Sewer lines can be damaged due to cracking, pipe shifting, and tree roots invading the pipe, to name the most common issues. Repairing a damaged sewer line could become one of the more pricey repairs you will ever make to your property. It’s good to know what your risks are with this before you purchase the home. The internet is filled with horror stories of people who did not perform an inspection of the sewer line on the property they were buying.
Did you know that traditional sewer replacement is comparable in cost to a new roof? In addition to that cost is the price to pour back the concrete slab after trenching through your house, to replace tile, to repair drywall and to make repairs to your yard and the city-owned street/sidewalk.
Unfortunately, a typical home inspection will not include the necessary video inspection of the sewer lines. Many home buyers are on a budget when purchasing a new home and don’t have the funds to complete all the necessary inspections, but sewer line pipe scopes can save you thousands of dollars in major repairs that go unseen during the routine visual inspection. Costing roughly $200 to $300 depending on the area, it is well worth the cost of a sewer inspection during your home inspection.
A live badger – plumbers in Scotland found the poor little guy during a routine drain inspection.
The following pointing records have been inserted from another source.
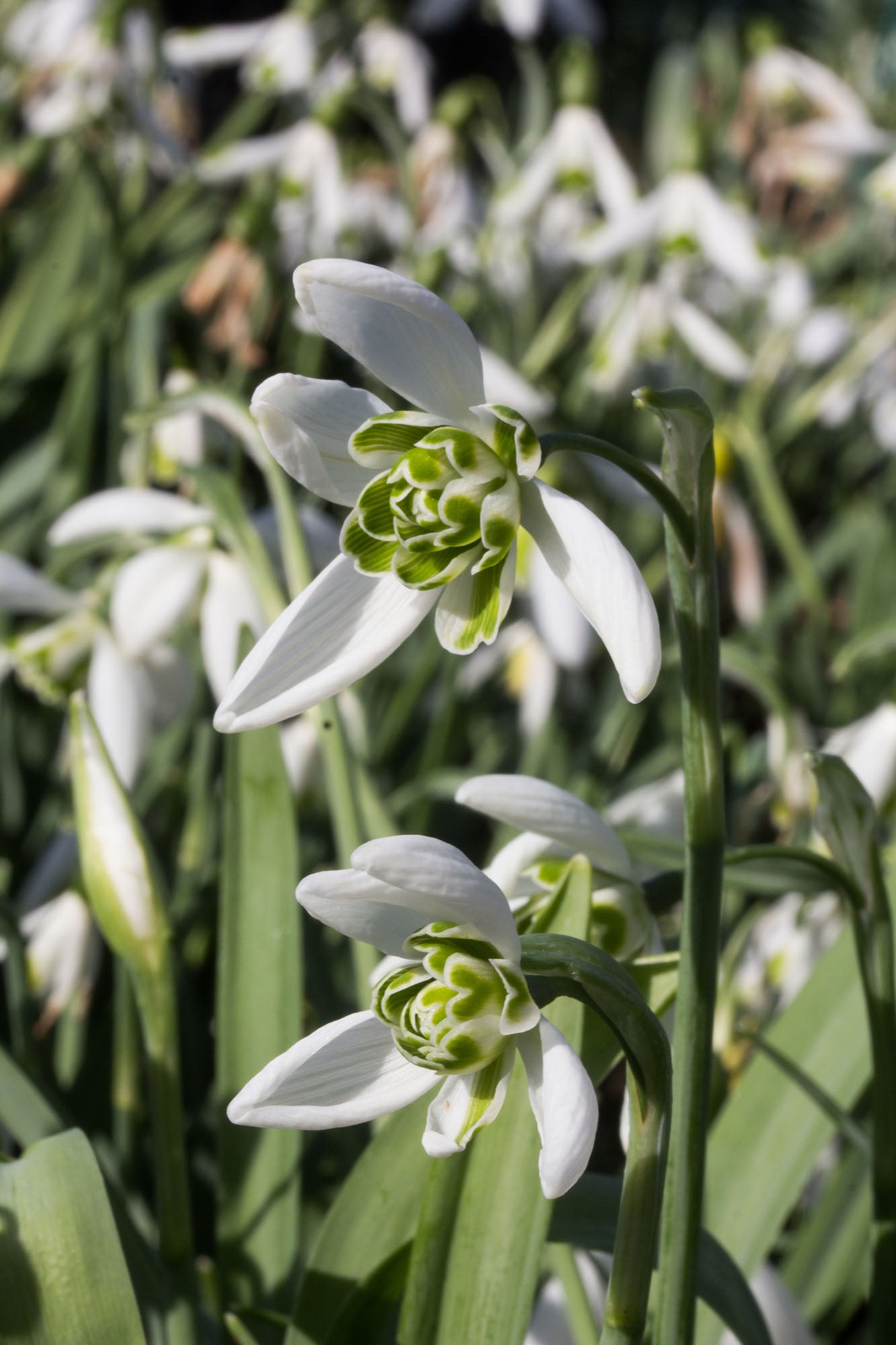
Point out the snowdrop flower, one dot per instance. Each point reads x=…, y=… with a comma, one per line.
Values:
x=451, y=1015
x=155, y=588
x=128, y=696
x=69, y=67
x=396, y=63
x=555, y=827
x=438, y=496
x=579, y=151
x=685, y=209
x=63, y=954
x=275, y=56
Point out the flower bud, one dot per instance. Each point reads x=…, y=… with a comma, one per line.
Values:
x=119, y=872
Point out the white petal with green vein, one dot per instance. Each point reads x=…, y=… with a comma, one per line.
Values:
x=307, y=424
x=337, y=630
x=565, y=1108
x=602, y=578
x=346, y=1073
x=403, y=333
x=464, y=1105
x=474, y=606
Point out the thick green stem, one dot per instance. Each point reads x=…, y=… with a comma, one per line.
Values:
x=696, y=602
x=874, y=944
x=673, y=510
x=158, y=1008
x=576, y=969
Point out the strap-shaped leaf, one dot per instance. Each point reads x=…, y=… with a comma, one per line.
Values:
x=257, y=1016
x=63, y=1272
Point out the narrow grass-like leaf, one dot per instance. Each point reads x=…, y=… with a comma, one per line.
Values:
x=768, y=1136
x=257, y=1017
x=502, y=1215
x=63, y=1272
x=587, y=1218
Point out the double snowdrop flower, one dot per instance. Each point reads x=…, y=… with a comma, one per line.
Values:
x=451, y=1009
x=436, y=497
x=157, y=587
x=555, y=827
x=128, y=695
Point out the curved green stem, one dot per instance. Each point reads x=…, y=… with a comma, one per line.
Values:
x=567, y=966
x=678, y=517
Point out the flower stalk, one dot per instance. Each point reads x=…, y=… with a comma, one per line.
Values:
x=689, y=473
x=561, y=966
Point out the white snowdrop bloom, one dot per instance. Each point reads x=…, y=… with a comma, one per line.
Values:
x=790, y=293
x=397, y=64
x=783, y=1317
x=868, y=747
x=452, y=1013
x=275, y=56
x=577, y=151
x=684, y=209
x=438, y=497
x=69, y=67
x=782, y=950
x=446, y=206
x=786, y=79
x=178, y=440
x=155, y=588
x=128, y=696
x=63, y=953
x=822, y=337
x=555, y=827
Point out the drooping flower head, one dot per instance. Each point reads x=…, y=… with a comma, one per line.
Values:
x=438, y=496
x=451, y=1008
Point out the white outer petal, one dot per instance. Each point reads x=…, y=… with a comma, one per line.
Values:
x=557, y=617
x=153, y=592
x=124, y=510
x=712, y=346
x=228, y=605
x=507, y=388
x=307, y=423
x=602, y=578
x=510, y=861
x=565, y=1106
x=120, y=697
x=25, y=590
x=346, y=1073
x=338, y=629
x=534, y=805
x=868, y=747
x=403, y=333
x=442, y=883
x=448, y=1110
x=366, y=909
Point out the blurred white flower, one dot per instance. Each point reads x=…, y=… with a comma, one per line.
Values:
x=63, y=954
x=275, y=56
x=555, y=827
x=69, y=67
x=397, y=64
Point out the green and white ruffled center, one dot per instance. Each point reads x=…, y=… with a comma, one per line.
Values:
x=455, y=1011
x=444, y=504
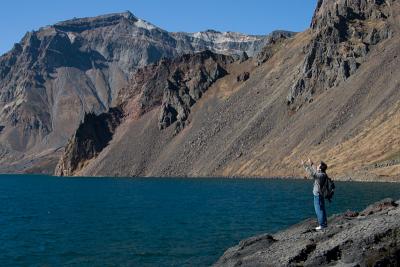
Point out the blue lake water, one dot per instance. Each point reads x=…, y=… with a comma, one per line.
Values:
x=50, y=221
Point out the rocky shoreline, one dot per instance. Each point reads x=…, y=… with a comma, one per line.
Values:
x=367, y=238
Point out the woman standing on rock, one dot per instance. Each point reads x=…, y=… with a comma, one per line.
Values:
x=320, y=179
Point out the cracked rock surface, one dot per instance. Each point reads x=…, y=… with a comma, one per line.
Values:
x=368, y=238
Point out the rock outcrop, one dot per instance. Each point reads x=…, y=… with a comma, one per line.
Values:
x=246, y=129
x=59, y=73
x=343, y=32
x=368, y=238
x=92, y=135
x=171, y=85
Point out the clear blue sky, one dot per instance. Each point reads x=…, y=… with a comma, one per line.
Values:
x=250, y=16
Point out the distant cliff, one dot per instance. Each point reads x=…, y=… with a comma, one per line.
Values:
x=330, y=93
x=170, y=86
x=59, y=73
x=367, y=238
The good news is he was rescued and made a full recovery.
But I Have a Septic Tank
If your new home is equipped with a septic tank, find out where it’s located and when it was last emptied and serviced. Soft or wet ground or odor surrounding the septic tank is evidence of a septic problem and should be addressed and resolved before signing any contracts.
Tip: The majority of the waste clearing process happens in the drain field. If your septic tank is fine, but the drain field isn’t working correctly, you could still be paying out thousands of dollars in a new drain field sooner rather than later. It is equally important to get the drain field inspected.
Exactly Where Is Your New Home Located?
Proper grading and drainage are critical. The grading of your new home should slope away from the property to ensure proper draining. Water pooling near or under a home’s foundation can be a bad sign and could lead to basement floods or rot and structural damage. If you notice this during a home inspection, you might want to have a plumber come and look at it as soon as possible.
Health of Plumbing System – Bottom Line
Buying a home is a huge investment but knowing if you have any plumbing issues such as galvanized water pipes, a deteriorating water heater or an inferior piping system can be handy when negotiating the final purchase of the home. There are so many different types of piping systems and conditions that it’s probably a good idea to get a whole house plumbing inspection in addition to a sewer camera inspection. Plan to be there with the plumber and ask plenty of questions such as, “What would you do if you were buying this house?” Spending a little bit of extra money and time on a plumbing inspection and minor maintenance can go a long way towards knowing what you’re about to purchase or whether it’s even worth buying at all.